Feature request: ability to apply stop gradient to some parameters

Question

Feature request: ability to apply stop gradient to some parameters

NeilGirdhar opened this issue 2 years ago · comments

To motivate this feature request, I'll explain what I'm currently doing (without Flax), and the other solutions I've considered. Then I'll suggest some Flax solution.

Problem:

In the process of inferring one of my modules, I need to mask varying subsets of the weights with stop-gradient in a single function:

(click for long snippet)

def infer(encoding: EncodingElement,
          observation: PoolingMessage,
          prediction: PredictionMessage,
          rng: Generator,
          weights: FrozenVariableDict) -> TwoPassEncodingConfiguration:
    sampler_rng, code_rng = rng.split()
    # Create four copies of the weights:
    # * weights_sg has stop_gradient applied to all weights, and
    # * the other three have stop_gradient applied to different partitions of
    # the weights.
    weights_sg, weights_g, weights_c, weights_e = _stop_gradient_on_some_weights(weights)

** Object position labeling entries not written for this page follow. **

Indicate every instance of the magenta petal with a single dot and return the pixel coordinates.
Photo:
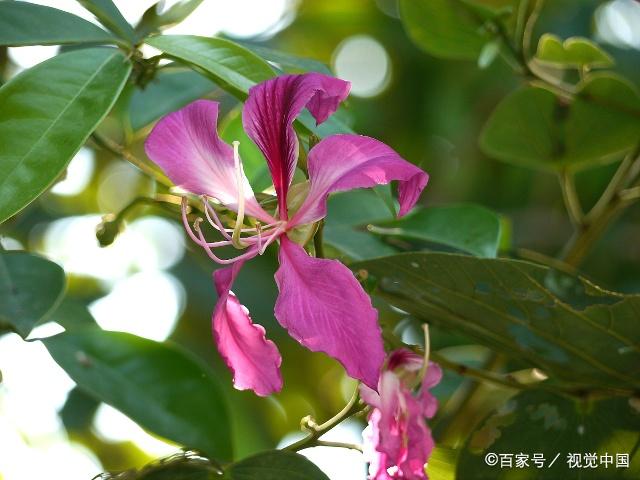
(185, 144)
(272, 107)
(344, 162)
(254, 360)
(324, 308)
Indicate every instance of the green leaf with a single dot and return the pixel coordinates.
(469, 228)
(109, 15)
(23, 23)
(167, 92)
(575, 52)
(276, 465)
(286, 61)
(229, 64)
(152, 21)
(345, 225)
(579, 334)
(543, 423)
(253, 162)
(47, 114)
(444, 28)
(532, 127)
(158, 385)
(30, 288)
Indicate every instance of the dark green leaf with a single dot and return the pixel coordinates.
(286, 61)
(47, 114)
(276, 465)
(228, 63)
(533, 127)
(23, 23)
(576, 52)
(30, 288)
(577, 333)
(469, 228)
(152, 21)
(444, 28)
(158, 385)
(345, 224)
(109, 15)
(167, 92)
(539, 422)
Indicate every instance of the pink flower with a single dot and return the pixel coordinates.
(320, 303)
(398, 440)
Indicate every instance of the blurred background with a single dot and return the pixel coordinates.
(151, 283)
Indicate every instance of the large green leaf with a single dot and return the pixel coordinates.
(226, 62)
(532, 127)
(30, 288)
(276, 465)
(110, 17)
(345, 227)
(555, 427)
(470, 228)
(167, 92)
(444, 28)
(47, 114)
(574, 52)
(579, 334)
(23, 23)
(158, 385)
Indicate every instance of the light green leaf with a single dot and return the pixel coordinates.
(30, 288)
(470, 228)
(152, 21)
(167, 92)
(532, 127)
(348, 215)
(23, 23)
(580, 335)
(158, 385)
(109, 15)
(444, 28)
(575, 52)
(276, 465)
(229, 64)
(554, 427)
(47, 114)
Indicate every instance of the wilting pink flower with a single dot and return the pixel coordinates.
(398, 440)
(321, 304)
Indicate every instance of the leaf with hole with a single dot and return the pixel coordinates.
(31, 287)
(555, 427)
(581, 336)
(23, 23)
(47, 114)
(158, 385)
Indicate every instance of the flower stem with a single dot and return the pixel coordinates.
(315, 431)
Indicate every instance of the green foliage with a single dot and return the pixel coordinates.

    # Inference ------------------------------------------------------------------------------------
    # This function uses weights_sg so this calculation won't poison the weight cotangents.
    # However, cotangents still propagate back to observation.
    code_message = encoding.code_message(observation, weights_sg)

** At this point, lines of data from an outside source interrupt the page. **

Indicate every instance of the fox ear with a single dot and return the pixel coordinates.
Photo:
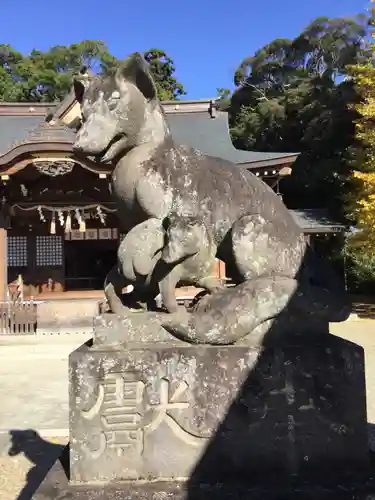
(135, 69)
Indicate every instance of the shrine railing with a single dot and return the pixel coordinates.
(18, 318)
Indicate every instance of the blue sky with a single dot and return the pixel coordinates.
(206, 39)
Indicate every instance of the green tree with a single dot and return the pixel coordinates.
(47, 76)
(292, 96)
(163, 69)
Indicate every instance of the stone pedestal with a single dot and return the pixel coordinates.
(203, 414)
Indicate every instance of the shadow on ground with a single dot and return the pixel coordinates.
(41, 453)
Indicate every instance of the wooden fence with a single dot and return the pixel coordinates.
(18, 318)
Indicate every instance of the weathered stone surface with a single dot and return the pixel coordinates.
(216, 414)
(179, 209)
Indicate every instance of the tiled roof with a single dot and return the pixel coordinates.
(198, 130)
(50, 132)
(14, 129)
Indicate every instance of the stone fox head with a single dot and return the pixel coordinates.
(185, 237)
(119, 112)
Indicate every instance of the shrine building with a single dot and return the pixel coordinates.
(59, 228)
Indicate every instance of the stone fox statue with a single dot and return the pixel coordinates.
(123, 123)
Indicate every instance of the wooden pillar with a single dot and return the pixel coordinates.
(3, 264)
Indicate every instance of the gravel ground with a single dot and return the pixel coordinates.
(19, 476)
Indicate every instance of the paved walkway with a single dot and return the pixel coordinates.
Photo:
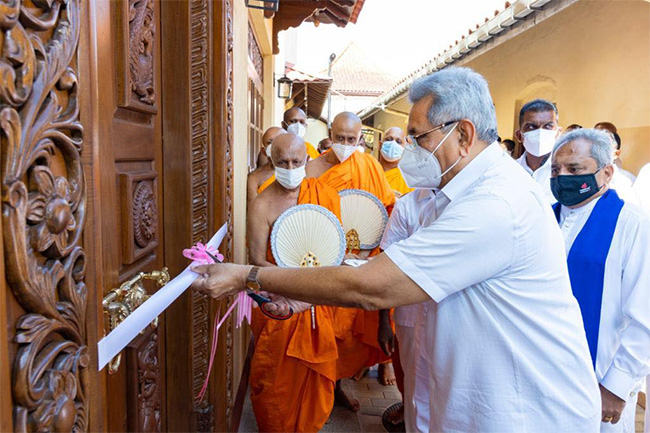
(374, 399)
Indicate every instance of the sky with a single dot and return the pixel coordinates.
(401, 34)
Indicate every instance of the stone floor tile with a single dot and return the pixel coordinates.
(384, 402)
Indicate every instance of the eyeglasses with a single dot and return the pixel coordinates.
(412, 140)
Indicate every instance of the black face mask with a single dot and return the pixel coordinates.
(570, 190)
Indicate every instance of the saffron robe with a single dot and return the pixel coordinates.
(293, 370)
(356, 330)
(396, 181)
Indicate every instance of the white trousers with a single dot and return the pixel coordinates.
(627, 422)
(416, 381)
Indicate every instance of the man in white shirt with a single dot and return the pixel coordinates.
(538, 130)
(501, 332)
(608, 248)
(409, 214)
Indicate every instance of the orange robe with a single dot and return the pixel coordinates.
(311, 151)
(293, 370)
(266, 184)
(396, 181)
(356, 330)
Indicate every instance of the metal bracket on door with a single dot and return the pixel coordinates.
(121, 302)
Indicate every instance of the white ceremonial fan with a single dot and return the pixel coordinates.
(364, 219)
(307, 235)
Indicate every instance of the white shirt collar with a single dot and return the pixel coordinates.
(472, 171)
(524, 163)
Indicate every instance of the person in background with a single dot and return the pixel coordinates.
(263, 175)
(292, 378)
(572, 127)
(608, 253)
(538, 130)
(324, 145)
(391, 149)
(508, 146)
(610, 127)
(347, 166)
(295, 122)
(501, 333)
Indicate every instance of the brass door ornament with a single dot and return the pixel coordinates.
(119, 303)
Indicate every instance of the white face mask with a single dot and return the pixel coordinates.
(343, 151)
(540, 142)
(421, 168)
(297, 129)
(290, 178)
(391, 151)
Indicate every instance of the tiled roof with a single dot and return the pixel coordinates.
(475, 39)
(354, 72)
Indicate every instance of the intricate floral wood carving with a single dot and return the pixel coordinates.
(137, 63)
(144, 386)
(43, 209)
(255, 53)
(139, 198)
(229, 195)
(199, 92)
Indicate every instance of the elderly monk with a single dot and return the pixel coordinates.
(295, 122)
(501, 334)
(346, 166)
(390, 152)
(264, 174)
(293, 370)
(607, 242)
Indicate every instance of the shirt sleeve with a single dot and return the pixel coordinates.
(396, 229)
(470, 242)
(631, 361)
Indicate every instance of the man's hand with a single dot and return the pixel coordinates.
(612, 405)
(281, 306)
(220, 280)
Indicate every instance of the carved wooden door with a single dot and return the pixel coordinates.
(131, 165)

    # GLN loss -------------------------------------------------------------------------------------
    # The scan parameters depend on weights_g.
    encoding_parameters_g = SamplerParameters(observation, prediction, weights_g)
    # This use of stop_gradient prevents the cotangents from propagating back from the scan through
    # to the observation.
    initial_code_message = stop_gradient(code_message)
    # This class manages an iterated function (a scan)
    sampler = EncodingSampler(encoding)
    sampler_iterations = encoding.inference_parameters.sampler_iterations
    initial_sampler_state = SamplerState.initial_state(encoding, initial_code_message, sampler_rng)
    # This is an extremely computationally expensive scan.
    sampler_state, sampler_trajectory = sampler.sample_trajectory(
        encoding_parameters_g, initial_sampler_state, sampler_iterations, None)
    # We calculate a GLN loss, which can only affects the subset of weights in weights_g.
    gln_loss = ((sampler_state.total_gln_centering_loss + sampler_state.total_prediction_loss)
                / sampler_iterations)
    iterative_code_message = sampler_state.code_message

    # Code loss ------------------------------------------------------------------------------------
    # The code loss trains the code and selection links to produce a code message that predicts the
    # code message that we inferred by iteration.
    # This is the same code_message function as above, but uses weights_c.
    c_code_message = encoding.code_message(observation, weights_c, rng=code_rng,
                                           use_code_signal_noise=True)
    # When this loss is minimized only the weights that are not marked stop-gradient in weights_c
    # are adjusted.  Cotangents are also blocked from poisoning the scan by applying stop_gradient
    # to its outputs.
    code_presence_loss = jnp.sum(jnp.square(stop_gradient(iterative_code_message.log_presence)
                                            - c_code_message.log_presence))
    code_value_loss = jnp.sum(jnp.square(stop_gradient(iterative_code_message.code_value)
                                         - c_code_message.code_value))
    code_loss = code_presence_loss + code_value_loss

    # Snipped a lot of code here that uses weights_e and produces output primals.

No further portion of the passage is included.